A function for adding vertical lines onto residual plots to show
95% confidence intervals of means or
95% confidence intervals for individual observations
in the classes of the
variable on the x-axis. Plot of the first type is useful for analyzing the fit of the assumed fixed part and plots of
type b can be used to analyze the homogeneity of residuals.
The variable on the x-axis. Usually one of the predictors or the predicted value.
y
The variable on the y-axis. Usually model residual.
nclass
The maximum number of classes to be used.
limits
The class limits. Alternative to nclass.
add
logical. Whether a new graphic window is opened or the lines will be added into an exosting plot.
se
Logical. Use standard errors of means (se=TRUE, option (a) above) or class-specific standard deviations
(se=FALSE, option (b) above).
main, xlab, ylab, ylim, lwd
Graphical parameters of the plot. ignored if add=TRUE.
highlight
The color for lines that do not cross the y-axis.
Details
The function first classifies the data in nclass classes of variable x.
Then the class mean and deviation s is computed for each class, where s is either
the standard error of the mean (if se=TRUE)
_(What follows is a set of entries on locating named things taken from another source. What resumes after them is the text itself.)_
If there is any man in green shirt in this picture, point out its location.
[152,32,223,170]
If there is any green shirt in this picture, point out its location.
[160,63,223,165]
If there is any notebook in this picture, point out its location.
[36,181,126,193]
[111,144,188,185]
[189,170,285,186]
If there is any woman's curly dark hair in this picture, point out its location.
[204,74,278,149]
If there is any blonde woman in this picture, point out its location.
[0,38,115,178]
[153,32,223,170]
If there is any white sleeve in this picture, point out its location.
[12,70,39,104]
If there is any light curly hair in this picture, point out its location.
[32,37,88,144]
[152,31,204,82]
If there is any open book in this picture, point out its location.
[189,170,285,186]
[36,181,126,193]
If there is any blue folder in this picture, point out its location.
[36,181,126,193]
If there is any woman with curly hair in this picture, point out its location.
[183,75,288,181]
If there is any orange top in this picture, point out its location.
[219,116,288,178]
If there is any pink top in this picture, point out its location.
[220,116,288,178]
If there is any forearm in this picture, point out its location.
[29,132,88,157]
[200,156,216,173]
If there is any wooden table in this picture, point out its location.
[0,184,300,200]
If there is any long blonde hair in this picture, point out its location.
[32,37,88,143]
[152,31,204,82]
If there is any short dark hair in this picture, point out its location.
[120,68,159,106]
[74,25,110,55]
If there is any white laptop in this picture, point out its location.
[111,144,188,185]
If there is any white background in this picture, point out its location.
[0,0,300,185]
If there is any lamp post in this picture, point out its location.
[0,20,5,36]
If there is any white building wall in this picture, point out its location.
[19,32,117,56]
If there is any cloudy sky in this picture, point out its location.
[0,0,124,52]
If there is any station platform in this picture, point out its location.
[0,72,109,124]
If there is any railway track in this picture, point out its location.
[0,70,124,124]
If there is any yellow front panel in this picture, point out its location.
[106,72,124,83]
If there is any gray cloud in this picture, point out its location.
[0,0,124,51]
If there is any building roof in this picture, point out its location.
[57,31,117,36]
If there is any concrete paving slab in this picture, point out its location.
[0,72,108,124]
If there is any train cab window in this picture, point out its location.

or standard deviation (if se=FALSE).
A vertical line is plotted at the middle of each class showing the class mean by a dot and
lines of length 3.92*s. If the line does not cross the x- axis, then the highlight color is used in the line.
With small number of observations (or lot of ties), the number of classes is decreased until
each class includes the minimum of 2 observations.
Value
The function is usually used for its side effects (i.e., the plot). However, the values used in producing
the plot are returned in a list of elements
x: the class middlepoint x values.
m: class-specific means of y.
s: class-specific standard deviations or standard errors of y (see details).
lb: lower ends of the class-specific lines.
ub: upper ends of the lines.
Author(s)
Lauri Mehtatalo
References
Mehtatalo, L. 2010. Forest biometrics with R. Lecture notes.